Vilma McKinnon descendió del vehículo y, con paso cansino pero firme, atravesó el pasillo ubicado entre las dos capillas y se dirigió al ala oeste.

Detuvo su andar frente a una de las tumbas más pomposas del lugar construida con mármol en tonos azulados que ella misma había mandado a traer de Carrara. Se inclinó y dejó el ramo de crisantemos amarillos junto a la fotografía de Jodie. Eran sus flores favoritas y se las llevaba religiosamente todas las semanas desde hacía cinco años. Cuando algún contratiempo le impedía ir, se encargaba de que alguien se acercara hasta el cementerio y dejara un ramo sobre su tumba.

Unas enormes gafas oscuras le cubrían casi la mitad del rostro. Se las quitó para secarse las lágrimas. Tenía demasiada angustia acumulada en el pecho y una herida abierta que no cerraría hasta que el culpable de la muerte de su niña pagara por lo que había hecho.

Respiró hondo, inspirando con fuerza. Frente a esa misma tumba, la tarde en que había enterrado el cuerpo de su hija, había hecho una promesa y la iba a cumplir, aunque le fuera la vida en ello.

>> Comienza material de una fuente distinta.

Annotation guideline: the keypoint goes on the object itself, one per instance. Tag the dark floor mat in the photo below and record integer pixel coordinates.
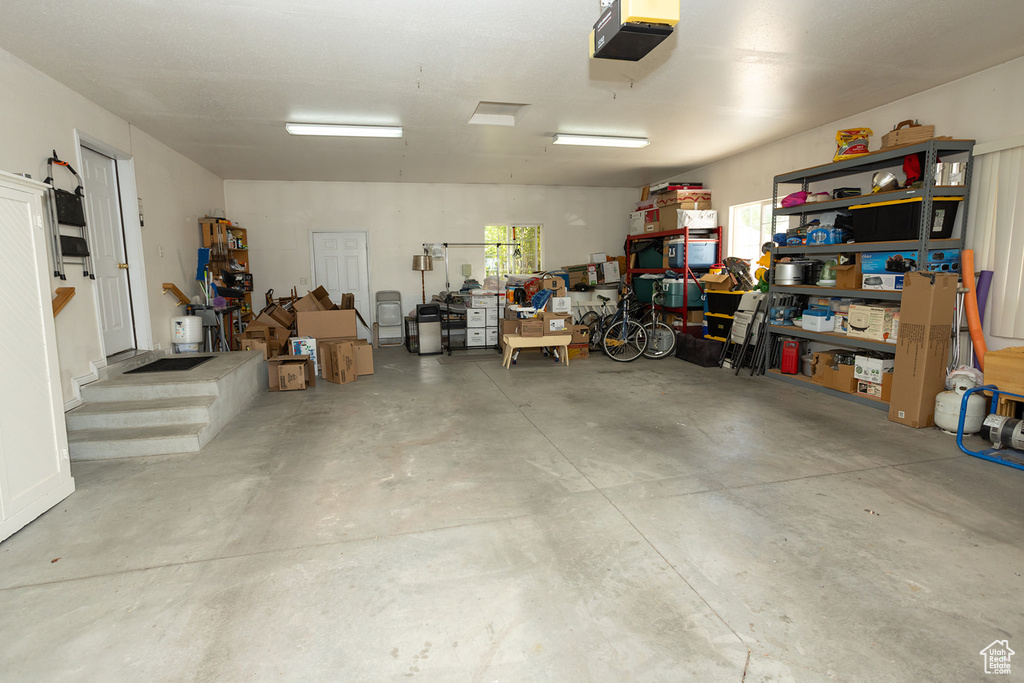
(171, 365)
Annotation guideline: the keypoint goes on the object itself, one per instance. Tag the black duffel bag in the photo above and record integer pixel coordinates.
(704, 352)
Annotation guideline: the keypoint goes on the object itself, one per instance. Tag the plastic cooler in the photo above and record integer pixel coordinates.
(702, 253)
(676, 294)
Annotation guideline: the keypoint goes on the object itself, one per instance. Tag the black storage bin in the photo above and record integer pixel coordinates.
(899, 220)
(725, 303)
(704, 352)
(719, 327)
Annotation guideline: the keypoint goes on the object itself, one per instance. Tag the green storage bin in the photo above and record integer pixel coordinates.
(644, 289)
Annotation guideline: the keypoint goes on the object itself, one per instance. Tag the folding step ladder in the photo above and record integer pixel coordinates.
(66, 212)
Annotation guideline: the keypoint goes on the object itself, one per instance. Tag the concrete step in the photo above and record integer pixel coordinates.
(134, 441)
(121, 367)
(176, 410)
(118, 389)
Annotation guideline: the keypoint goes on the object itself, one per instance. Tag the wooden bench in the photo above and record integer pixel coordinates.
(515, 342)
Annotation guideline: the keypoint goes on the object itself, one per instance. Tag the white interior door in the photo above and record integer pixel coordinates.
(35, 471)
(111, 266)
(340, 266)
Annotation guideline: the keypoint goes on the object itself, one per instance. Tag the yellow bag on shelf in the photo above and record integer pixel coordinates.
(851, 142)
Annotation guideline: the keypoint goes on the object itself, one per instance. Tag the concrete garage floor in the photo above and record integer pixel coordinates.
(456, 521)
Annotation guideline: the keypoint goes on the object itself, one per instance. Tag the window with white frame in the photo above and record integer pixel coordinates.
(750, 226)
(524, 259)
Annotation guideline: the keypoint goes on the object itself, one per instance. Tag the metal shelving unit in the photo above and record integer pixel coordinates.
(686, 270)
(888, 159)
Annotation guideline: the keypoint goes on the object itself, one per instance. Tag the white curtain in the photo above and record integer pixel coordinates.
(995, 231)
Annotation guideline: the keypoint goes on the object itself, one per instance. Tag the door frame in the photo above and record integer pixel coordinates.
(368, 315)
(131, 224)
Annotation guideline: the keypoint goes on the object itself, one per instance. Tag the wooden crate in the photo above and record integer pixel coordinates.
(911, 134)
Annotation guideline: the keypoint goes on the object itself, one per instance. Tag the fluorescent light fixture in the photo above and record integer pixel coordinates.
(601, 140)
(342, 131)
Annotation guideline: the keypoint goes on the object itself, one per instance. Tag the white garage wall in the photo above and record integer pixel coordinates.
(984, 107)
(399, 217)
(39, 115)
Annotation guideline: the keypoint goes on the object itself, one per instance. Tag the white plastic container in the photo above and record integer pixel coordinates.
(818, 321)
(947, 408)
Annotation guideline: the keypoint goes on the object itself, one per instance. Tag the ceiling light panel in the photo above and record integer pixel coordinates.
(498, 114)
(601, 140)
(333, 130)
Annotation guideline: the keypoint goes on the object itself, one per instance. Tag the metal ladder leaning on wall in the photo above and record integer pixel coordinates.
(67, 210)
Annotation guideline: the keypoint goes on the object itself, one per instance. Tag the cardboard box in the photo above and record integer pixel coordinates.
(873, 323)
(636, 222)
(579, 351)
(1005, 369)
(608, 271)
(582, 274)
(304, 346)
(848, 276)
(678, 216)
(581, 334)
(882, 391)
(556, 283)
(291, 373)
(530, 327)
(560, 304)
(721, 282)
(556, 324)
(318, 299)
(274, 314)
(872, 370)
(339, 360)
(480, 299)
(327, 324)
(844, 379)
(688, 199)
(923, 348)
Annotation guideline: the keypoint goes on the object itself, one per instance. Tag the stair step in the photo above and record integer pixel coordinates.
(120, 389)
(133, 441)
(176, 410)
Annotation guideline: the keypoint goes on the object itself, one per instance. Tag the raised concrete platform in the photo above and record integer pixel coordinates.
(126, 416)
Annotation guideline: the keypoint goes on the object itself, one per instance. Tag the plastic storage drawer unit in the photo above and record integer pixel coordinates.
(899, 219)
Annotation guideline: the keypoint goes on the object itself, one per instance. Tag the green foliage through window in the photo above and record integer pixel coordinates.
(525, 259)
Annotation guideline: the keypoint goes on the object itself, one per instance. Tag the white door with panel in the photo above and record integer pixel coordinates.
(340, 267)
(35, 467)
(103, 205)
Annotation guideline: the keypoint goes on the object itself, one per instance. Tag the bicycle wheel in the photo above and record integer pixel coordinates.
(660, 340)
(625, 341)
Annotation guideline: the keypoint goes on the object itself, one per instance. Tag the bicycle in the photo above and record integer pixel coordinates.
(660, 335)
(625, 339)
(597, 323)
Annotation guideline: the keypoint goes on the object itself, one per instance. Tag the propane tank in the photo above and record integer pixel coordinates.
(1004, 431)
(947, 408)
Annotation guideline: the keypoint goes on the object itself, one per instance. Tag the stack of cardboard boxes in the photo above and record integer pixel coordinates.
(555, 319)
(326, 343)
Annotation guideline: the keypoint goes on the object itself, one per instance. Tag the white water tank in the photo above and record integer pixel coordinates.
(186, 333)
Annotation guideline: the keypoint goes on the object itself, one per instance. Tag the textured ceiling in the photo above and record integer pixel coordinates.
(217, 81)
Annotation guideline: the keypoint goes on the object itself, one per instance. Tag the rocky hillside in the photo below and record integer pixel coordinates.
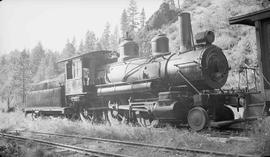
(237, 42)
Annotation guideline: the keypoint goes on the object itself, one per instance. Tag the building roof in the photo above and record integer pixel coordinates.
(250, 18)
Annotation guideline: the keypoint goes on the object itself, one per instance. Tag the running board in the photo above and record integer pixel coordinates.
(230, 122)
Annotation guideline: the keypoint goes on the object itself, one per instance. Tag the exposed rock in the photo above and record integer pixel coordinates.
(164, 15)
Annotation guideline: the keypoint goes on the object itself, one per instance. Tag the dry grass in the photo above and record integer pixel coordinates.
(162, 136)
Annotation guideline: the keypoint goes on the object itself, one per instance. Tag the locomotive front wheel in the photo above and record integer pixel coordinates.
(197, 118)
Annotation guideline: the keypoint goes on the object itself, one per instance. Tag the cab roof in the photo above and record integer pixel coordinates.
(250, 18)
(92, 53)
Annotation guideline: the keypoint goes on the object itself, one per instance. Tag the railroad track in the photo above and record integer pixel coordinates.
(102, 153)
(67, 147)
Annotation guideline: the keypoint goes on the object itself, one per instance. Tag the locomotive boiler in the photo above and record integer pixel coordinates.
(167, 87)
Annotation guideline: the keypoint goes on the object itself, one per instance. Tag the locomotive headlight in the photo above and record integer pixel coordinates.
(241, 101)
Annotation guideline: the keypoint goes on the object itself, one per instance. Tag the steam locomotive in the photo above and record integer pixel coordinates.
(181, 88)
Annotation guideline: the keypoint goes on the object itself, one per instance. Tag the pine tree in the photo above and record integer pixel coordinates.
(90, 41)
(37, 53)
(132, 13)
(114, 39)
(51, 66)
(171, 3)
(124, 22)
(81, 48)
(105, 38)
(69, 50)
(142, 18)
(21, 76)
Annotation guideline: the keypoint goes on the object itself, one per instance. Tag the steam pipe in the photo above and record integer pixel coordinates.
(185, 32)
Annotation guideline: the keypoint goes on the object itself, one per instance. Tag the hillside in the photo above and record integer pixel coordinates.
(237, 42)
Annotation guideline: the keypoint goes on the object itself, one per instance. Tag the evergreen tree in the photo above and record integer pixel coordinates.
(105, 38)
(81, 48)
(21, 76)
(40, 74)
(74, 42)
(124, 22)
(132, 13)
(51, 65)
(142, 18)
(171, 3)
(37, 54)
(69, 50)
(90, 41)
(114, 39)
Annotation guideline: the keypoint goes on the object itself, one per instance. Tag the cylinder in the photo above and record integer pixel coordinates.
(185, 32)
(128, 49)
(160, 45)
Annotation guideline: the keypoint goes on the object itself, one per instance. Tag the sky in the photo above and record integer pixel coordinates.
(24, 23)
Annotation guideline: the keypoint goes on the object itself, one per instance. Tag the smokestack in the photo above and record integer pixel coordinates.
(185, 31)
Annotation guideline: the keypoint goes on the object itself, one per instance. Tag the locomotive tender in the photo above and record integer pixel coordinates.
(180, 88)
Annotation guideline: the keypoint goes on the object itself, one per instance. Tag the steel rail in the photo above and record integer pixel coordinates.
(191, 150)
(63, 146)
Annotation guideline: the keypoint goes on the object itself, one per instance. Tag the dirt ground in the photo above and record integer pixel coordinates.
(167, 136)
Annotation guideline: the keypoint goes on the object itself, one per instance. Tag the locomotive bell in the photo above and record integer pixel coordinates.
(160, 45)
(206, 37)
(128, 49)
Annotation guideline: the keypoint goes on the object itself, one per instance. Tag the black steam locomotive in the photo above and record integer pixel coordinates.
(179, 88)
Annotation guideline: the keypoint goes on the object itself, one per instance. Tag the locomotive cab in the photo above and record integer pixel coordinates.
(81, 71)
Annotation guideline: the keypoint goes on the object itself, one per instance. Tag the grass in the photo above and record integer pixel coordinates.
(168, 136)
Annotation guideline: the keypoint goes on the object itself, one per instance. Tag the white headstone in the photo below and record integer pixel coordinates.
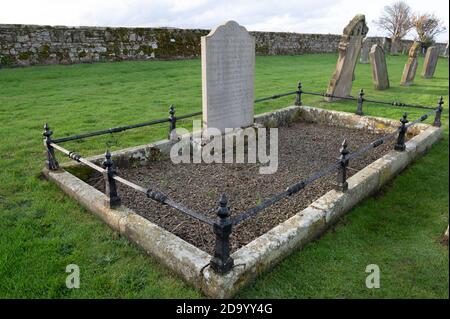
(228, 69)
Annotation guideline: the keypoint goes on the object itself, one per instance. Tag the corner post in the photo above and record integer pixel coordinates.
(222, 262)
(173, 123)
(298, 98)
(342, 184)
(51, 163)
(437, 119)
(110, 183)
(360, 102)
(400, 145)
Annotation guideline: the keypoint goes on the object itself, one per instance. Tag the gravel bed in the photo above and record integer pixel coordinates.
(304, 148)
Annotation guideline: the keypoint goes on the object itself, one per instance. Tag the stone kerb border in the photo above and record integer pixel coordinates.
(265, 251)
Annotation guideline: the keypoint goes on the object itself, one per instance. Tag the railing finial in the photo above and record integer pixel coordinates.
(342, 184)
(298, 98)
(400, 145)
(222, 261)
(437, 119)
(113, 200)
(360, 102)
(51, 163)
(172, 123)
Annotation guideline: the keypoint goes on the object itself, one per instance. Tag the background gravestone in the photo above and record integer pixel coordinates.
(409, 72)
(349, 49)
(228, 64)
(430, 62)
(364, 58)
(379, 68)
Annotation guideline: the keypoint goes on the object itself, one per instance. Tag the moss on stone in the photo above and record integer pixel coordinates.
(24, 55)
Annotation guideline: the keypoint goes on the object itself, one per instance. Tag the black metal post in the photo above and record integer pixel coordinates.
(51, 163)
(400, 145)
(110, 183)
(342, 184)
(222, 262)
(298, 98)
(437, 119)
(360, 102)
(172, 123)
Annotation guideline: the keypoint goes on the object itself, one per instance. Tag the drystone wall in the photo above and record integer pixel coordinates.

Solo pedía una cosa antes de morir: mirar directamente a los ojos de la bestia que había apretado el cuello de su niña hasta quitarle el aliento y preguntarle por qué.

El cielo rugió y comenzó a caer una fina cortina de agua. Acarició la fotografía de su hija, las gotas rápidamente empañaron el cristal. Se puso de pie y se alejó a toda prisa hacia la salida sin mirar atrás.

Unos minutos más tarde, alguien depositaba una rosa roja en medio de los crisantemos amarillos.